Did I ever mention I have a thing for ramen? Not sure? Well check my links. While I don't overdo the rameness, I do get a hankering for a bowl now and again. I've been lucky to have sampled a few really great bowls of noodle soup in Southern California and from visiting ramen masters from Japan. However moving to Oregon I didn't see much listed in the way of ramen. So I set out to try a few in the last couple of years. Thankfully one place is not far from me. When I first went there it was in January of 2013 and had the air of a Japanese izakaya.

An izakaya is a Japanese restaurant which is basically a bar with different types of food for people to share while drinking. Often salty to keep up the thirst of the customers. One is often given free salted edamame as a starter.
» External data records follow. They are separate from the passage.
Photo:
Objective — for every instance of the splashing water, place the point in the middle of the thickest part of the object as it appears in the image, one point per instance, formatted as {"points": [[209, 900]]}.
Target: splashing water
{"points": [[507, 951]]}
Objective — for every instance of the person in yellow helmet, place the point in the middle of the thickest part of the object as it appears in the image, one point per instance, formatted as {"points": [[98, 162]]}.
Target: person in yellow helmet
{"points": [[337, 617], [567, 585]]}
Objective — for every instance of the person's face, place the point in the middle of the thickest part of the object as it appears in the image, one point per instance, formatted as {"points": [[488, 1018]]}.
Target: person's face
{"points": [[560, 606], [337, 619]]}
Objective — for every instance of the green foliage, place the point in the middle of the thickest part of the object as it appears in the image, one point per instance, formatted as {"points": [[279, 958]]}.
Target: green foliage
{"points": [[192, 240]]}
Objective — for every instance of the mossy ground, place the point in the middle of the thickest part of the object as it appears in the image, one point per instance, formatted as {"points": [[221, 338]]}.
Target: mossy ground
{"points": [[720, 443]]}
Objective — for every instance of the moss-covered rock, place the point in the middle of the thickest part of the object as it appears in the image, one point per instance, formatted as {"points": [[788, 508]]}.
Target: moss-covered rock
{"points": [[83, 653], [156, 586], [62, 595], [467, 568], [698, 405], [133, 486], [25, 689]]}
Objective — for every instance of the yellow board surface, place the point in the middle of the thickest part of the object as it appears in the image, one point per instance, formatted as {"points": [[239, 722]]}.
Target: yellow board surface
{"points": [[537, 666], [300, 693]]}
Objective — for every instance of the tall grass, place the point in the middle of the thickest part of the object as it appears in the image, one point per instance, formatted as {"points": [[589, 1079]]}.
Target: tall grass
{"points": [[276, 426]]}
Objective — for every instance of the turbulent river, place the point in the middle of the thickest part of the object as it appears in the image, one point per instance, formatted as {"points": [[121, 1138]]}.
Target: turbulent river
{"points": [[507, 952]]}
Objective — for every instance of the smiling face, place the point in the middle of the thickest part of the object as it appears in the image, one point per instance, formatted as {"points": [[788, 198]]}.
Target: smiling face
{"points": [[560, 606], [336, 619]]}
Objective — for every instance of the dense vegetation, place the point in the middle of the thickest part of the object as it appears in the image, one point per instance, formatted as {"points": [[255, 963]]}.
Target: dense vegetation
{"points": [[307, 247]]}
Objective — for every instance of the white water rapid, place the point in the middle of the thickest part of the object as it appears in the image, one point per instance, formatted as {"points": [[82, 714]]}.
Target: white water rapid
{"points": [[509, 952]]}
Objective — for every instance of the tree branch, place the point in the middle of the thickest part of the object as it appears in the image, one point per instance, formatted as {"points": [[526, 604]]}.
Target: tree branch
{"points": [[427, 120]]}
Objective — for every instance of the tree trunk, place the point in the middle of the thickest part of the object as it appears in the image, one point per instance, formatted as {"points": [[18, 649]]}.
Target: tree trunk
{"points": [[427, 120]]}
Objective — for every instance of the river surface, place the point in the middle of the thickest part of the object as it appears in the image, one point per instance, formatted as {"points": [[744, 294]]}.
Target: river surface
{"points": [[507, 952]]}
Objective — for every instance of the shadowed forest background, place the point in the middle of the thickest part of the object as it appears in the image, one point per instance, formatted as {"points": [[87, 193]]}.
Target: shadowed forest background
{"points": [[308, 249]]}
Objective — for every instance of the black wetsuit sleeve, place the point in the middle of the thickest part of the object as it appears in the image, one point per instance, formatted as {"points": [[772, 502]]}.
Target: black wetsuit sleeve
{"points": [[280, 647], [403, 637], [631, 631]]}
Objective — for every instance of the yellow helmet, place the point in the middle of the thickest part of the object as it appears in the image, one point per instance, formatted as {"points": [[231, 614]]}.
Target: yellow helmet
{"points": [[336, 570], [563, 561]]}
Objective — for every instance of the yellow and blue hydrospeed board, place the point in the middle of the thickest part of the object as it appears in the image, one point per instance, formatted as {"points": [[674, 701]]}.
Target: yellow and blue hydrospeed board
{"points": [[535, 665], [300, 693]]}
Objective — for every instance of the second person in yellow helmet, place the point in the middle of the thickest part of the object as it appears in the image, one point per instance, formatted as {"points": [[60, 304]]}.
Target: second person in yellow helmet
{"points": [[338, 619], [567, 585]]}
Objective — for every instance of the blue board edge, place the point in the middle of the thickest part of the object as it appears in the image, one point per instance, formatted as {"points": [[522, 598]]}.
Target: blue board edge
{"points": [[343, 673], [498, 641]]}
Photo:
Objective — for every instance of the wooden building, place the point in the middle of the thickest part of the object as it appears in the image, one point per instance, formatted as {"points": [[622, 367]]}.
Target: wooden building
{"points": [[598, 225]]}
True to being an izakaya, Yuzu served up edamame with my draft Asahi beer.

As much as I wanted to try all the other items Yuzu offered, I was there for their ramen. A little toasted sesame seed and garlic was offered to add if I wanted it.

To add to my kakuni ramen. Thin egg noodles in a tonkotsu broth and I knew I did not need to look any further for ramen. Although I have tried a few in Oregon I knew I would be back to Yuzu. Besides they have so many other things to try.

 However at that time it wasn't easy getting a seat. Open in the evenings with not a lot of tables for this really popular restaurant one needed to make a reservation or risk getting told sorry no room. So later that year with a visitor experienced with ramen I did just that.

Once again it was the kakune. It's just that good.

 So the other day I was wishing I could have a bowl of Yuzu's ramen. I had to stop at a place right by there and noticed their open sign was lit. In the middle of the afternoon on a Saturday. I thought "maybe they left the sign lit by accident?"

 But it wasn't an accident. Yuzu has changed just a bit. New menus, new hours including being open for lunch and gone are the wooden menu boards on the wall. Replaced with posters and signs advertising Mio's Desserts. With Stump Town Ice Brewed Coffee it seems a little Portland has seeped into this wonderful low key izakaya in Beaverton.

 Back at the counter however I had to give in to my craving.

 For their kakuni ramen. Which was still umami heaven. Rarely have I had a dish that made me forget everything and just enjoy the sensations of eating.

 However now with the new hours I think there will be less of a problem of being able to try some of the other dishes on the menu. I see a bowl of miso ramen in my near future at least.

Yuzu is at 4130 SW 117th Ave, Beaverton, OR 97005 and is now open for a couple hours at lunch on weekdays, Saturday afternoons and weekday evenings. I write all this because they do not post their hours on their door nor do they have a sign on the street. I would suggest still making a reservation in the evening just in case.

In case I didn't mention it. I love Yuzu. I think it points out the fact that focusing on the food rather than hype will pay off. Although I am glad they updated a little bit and very glad they are open for lunch now. The one improvement they could do is open another location so that this one is a little less packed and I can get a seat whenever I crave their ramen.